Facilité d'accès à des services de santé appropriés
* Les lois Ivoiriennes pour l'utilisation de la pharmacopée traditionnelle par les centres de santé doivent être promulguées après le 25/04/97.
* mettre en place une stratégie d'appui au développement des centres communautaires de santé utilisant la thérapeutique par les plantes afin de les intégrer aux réseaux sanitaires locaux.
* adopter une politique d'incitation à la production locale et de vulgarisation des médicaments traditionnels améliorés (MTA), des médicaments génériques et /ou essentiels de qualité auprès de la population et des professionnels de la santé.
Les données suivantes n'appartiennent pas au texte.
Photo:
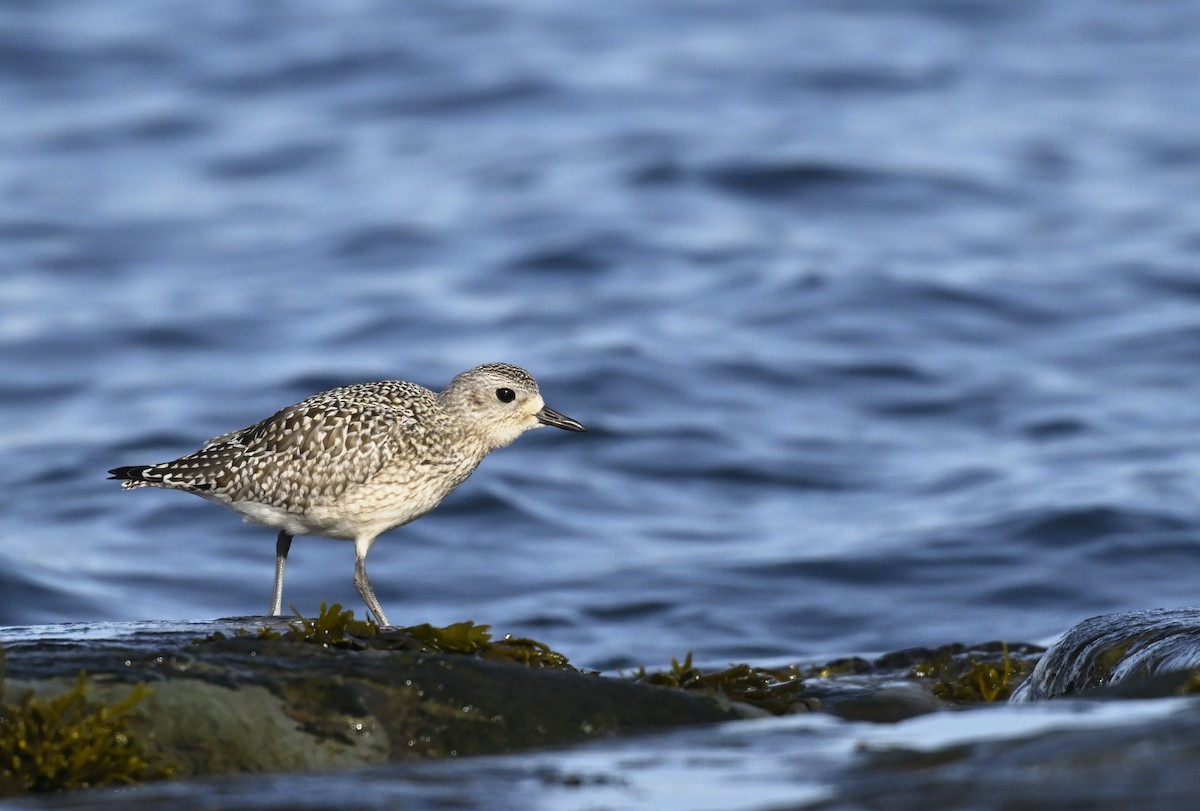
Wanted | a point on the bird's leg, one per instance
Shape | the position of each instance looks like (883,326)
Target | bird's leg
(363,583)
(282,546)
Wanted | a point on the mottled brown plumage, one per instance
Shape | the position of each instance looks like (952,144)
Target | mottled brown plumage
(357,461)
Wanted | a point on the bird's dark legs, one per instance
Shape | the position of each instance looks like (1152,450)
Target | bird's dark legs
(363,584)
(282,545)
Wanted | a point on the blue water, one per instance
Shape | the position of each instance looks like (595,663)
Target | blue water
(885,317)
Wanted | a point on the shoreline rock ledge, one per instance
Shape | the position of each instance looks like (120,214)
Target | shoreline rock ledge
(233,696)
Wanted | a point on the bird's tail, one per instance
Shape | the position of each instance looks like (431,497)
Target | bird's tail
(135,476)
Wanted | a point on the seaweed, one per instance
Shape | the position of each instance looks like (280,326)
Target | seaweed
(972,679)
(773,690)
(335,628)
(67,742)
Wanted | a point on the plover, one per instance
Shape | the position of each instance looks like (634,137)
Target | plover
(354,462)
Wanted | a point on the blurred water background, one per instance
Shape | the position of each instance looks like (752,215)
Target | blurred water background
(885,317)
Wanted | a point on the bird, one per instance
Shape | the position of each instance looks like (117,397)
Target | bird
(353,462)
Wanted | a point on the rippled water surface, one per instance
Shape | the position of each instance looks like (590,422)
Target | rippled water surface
(885,317)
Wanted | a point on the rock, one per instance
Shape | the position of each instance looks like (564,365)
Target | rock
(225,703)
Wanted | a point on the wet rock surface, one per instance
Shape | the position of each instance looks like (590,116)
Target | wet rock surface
(1134,654)
(222,703)
(255,719)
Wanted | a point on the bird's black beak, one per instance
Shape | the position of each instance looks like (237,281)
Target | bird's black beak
(549,416)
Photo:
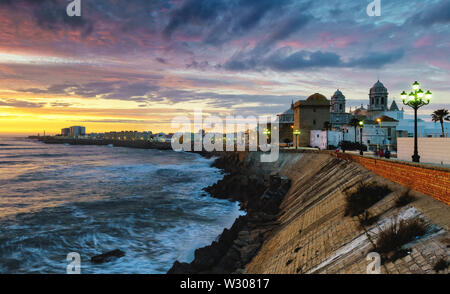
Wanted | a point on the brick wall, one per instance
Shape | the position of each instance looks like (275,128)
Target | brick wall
(429,180)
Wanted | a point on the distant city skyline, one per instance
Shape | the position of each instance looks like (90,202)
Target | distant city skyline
(134,65)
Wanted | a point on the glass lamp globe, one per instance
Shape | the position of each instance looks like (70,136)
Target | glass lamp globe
(420,93)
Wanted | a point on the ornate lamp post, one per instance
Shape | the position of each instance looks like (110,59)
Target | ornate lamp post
(416,99)
(296,133)
(267,133)
(361,126)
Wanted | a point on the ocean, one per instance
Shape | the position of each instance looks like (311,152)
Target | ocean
(57,199)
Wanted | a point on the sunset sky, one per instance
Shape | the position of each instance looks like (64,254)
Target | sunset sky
(134,65)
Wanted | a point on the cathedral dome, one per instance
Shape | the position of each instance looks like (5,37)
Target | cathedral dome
(317,98)
(378,88)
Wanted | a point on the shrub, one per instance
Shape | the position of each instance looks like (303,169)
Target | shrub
(367,220)
(404,199)
(364,197)
(398,234)
(441,265)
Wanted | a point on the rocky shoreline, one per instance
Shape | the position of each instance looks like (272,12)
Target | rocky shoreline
(259,197)
(238,245)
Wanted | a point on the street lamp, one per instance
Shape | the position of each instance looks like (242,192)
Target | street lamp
(267,133)
(361,126)
(416,99)
(296,133)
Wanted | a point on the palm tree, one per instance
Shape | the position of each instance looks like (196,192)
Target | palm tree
(354,122)
(438,116)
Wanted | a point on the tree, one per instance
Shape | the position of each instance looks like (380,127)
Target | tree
(354,122)
(438,116)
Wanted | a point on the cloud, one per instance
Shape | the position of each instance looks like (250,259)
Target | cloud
(196,12)
(285,59)
(137,91)
(435,14)
(21,103)
(377,59)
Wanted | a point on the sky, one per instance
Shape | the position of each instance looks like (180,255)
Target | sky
(137,64)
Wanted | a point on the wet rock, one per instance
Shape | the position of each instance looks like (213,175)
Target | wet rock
(107,257)
(248,252)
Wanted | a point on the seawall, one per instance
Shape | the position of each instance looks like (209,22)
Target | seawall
(313,235)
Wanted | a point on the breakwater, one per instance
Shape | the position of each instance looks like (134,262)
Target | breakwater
(296,220)
(116,143)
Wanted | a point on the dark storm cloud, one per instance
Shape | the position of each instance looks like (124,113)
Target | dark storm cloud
(284,59)
(377,59)
(107,90)
(197,12)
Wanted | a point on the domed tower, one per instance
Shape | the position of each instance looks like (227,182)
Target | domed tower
(338,102)
(378,97)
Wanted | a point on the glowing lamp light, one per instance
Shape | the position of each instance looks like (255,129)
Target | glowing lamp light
(416,101)
(404,95)
(420,93)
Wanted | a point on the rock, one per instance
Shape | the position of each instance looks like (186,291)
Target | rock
(108,256)
(248,252)
(240,243)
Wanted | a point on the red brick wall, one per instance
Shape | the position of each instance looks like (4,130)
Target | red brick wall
(425,179)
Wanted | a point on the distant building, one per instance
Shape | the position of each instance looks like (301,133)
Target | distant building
(129,136)
(310,114)
(77,131)
(338,115)
(65,132)
(286,121)
(378,105)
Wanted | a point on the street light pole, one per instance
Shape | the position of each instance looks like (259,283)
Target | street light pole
(361,125)
(416,101)
(296,133)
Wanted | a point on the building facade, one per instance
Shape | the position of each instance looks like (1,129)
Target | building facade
(286,122)
(310,114)
(339,117)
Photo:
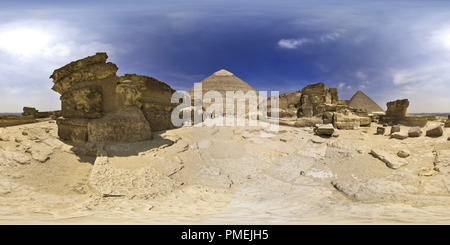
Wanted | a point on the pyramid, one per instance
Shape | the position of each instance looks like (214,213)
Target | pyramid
(223,81)
(362,101)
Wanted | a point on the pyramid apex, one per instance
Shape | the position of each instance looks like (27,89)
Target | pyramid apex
(223,72)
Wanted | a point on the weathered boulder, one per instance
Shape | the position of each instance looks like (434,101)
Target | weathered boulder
(435,132)
(307,121)
(390,160)
(73,129)
(11,120)
(96,103)
(108,180)
(381,130)
(395,129)
(415,132)
(365,121)
(442,161)
(127,125)
(371,190)
(399,136)
(346,121)
(12,158)
(288,104)
(397,109)
(325,130)
(40,152)
(30,111)
(404,153)
(84,102)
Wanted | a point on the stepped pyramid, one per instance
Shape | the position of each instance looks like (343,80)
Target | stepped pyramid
(362,101)
(223,81)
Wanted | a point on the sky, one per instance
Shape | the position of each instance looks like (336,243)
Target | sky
(388,49)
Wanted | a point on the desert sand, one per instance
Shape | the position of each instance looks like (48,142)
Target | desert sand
(222,175)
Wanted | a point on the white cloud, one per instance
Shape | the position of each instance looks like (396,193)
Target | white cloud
(426,87)
(296,43)
(292,43)
(30,50)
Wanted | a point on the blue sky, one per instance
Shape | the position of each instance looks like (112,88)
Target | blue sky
(388,49)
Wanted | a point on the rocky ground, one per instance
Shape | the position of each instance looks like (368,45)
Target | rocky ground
(225,175)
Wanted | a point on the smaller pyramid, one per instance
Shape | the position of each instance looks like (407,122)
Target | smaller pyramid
(362,101)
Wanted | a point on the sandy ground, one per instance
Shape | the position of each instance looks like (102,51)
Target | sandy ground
(221,175)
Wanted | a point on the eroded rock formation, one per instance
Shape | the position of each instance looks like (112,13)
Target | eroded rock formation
(397,113)
(99,106)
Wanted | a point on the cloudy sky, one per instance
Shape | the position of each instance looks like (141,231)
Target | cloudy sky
(387,49)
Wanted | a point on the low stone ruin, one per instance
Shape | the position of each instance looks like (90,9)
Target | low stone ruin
(315,104)
(397,114)
(11,120)
(31,111)
(100,107)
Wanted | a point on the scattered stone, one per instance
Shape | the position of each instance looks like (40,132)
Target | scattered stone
(395,129)
(381,130)
(435,132)
(4,138)
(404,153)
(346,122)
(415,132)
(11,158)
(286,138)
(442,161)
(40,152)
(318,140)
(373,189)
(336,133)
(325,130)
(204,144)
(399,136)
(390,160)
(247,134)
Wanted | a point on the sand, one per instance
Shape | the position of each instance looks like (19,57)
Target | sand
(221,175)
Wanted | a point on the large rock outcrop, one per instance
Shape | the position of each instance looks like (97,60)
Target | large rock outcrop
(98,106)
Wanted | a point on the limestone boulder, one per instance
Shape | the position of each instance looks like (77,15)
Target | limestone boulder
(84,102)
(399,136)
(365,121)
(415,132)
(73,129)
(442,161)
(12,158)
(370,190)
(346,121)
(381,130)
(395,129)
(435,132)
(128,125)
(397,109)
(390,160)
(325,130)
(307,122)
(404,153)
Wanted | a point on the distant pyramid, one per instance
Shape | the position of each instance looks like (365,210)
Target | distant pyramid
(223,81)
(362,101)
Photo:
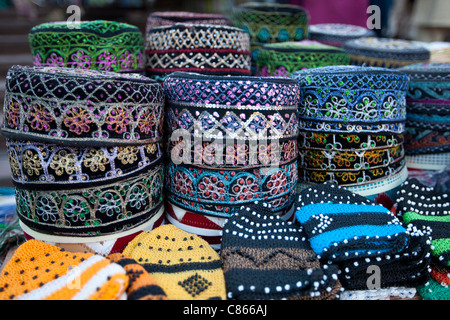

* appuyer la création au niveau de chaque pays d'un observatoire de la circulation et de la mise sur le marché, officiel ou non, de produits pharmaceutiques.
Actions à mener à moyen terme
Développement et recherches sur l'usage des plantes médicinales.
* La biologie végétale a été réintroduite en 1ère année de médecine, pharmacie, dentaire.
* La thérapeutique par les plantes devrait faire l'objet d'un enseignement médical d'ici deux années (dès la rentrée universitaire 1999).
* La phytothérapie clinique est enseignée depuis 1996 au DEA de Biologie Humaine Tropicale, et depuis 1997 au DEA de la valorisation de la Pharmacopée Africaine (avec l'aide de l'Association Française de Phytothérapie et d'Aromathérapie. SFPA).
* Un DESS de phytothérapie clinique devrait exister dans ce domaine dès octobre 1998.
La création d'un institut de la Biologie et de la Pharmacopée Africaine vient d'être autorisée en avril 1997.
Actions à mener à plus long terme
Elles concernent l'amélioration des soins par la médecine traditionnelle, l'existence de M.T.A. étudiés, connus, prescrits.
La thérapeutique par les plantes sera intégrée progressivement au secteur Santé moderne, et revue selon des critères scientifiques.
A terme, il existera en Afrique, et notamment en Côte d'Ivoire, dans tout le secteur santé, une utilisation large et rationnelle des plantes médicinales.
La thérapeutique par les plantes devrait reprendre la place qui est sienne dans la Thérapeutique humaine et, probablement aussi, animale.
Ce texte reprend le contenu d'une communication orale du Professeur Hurpy lors du Colloque International SIMED Afrique, qui s'est tenu à Abidjan le 23 Avril 1997.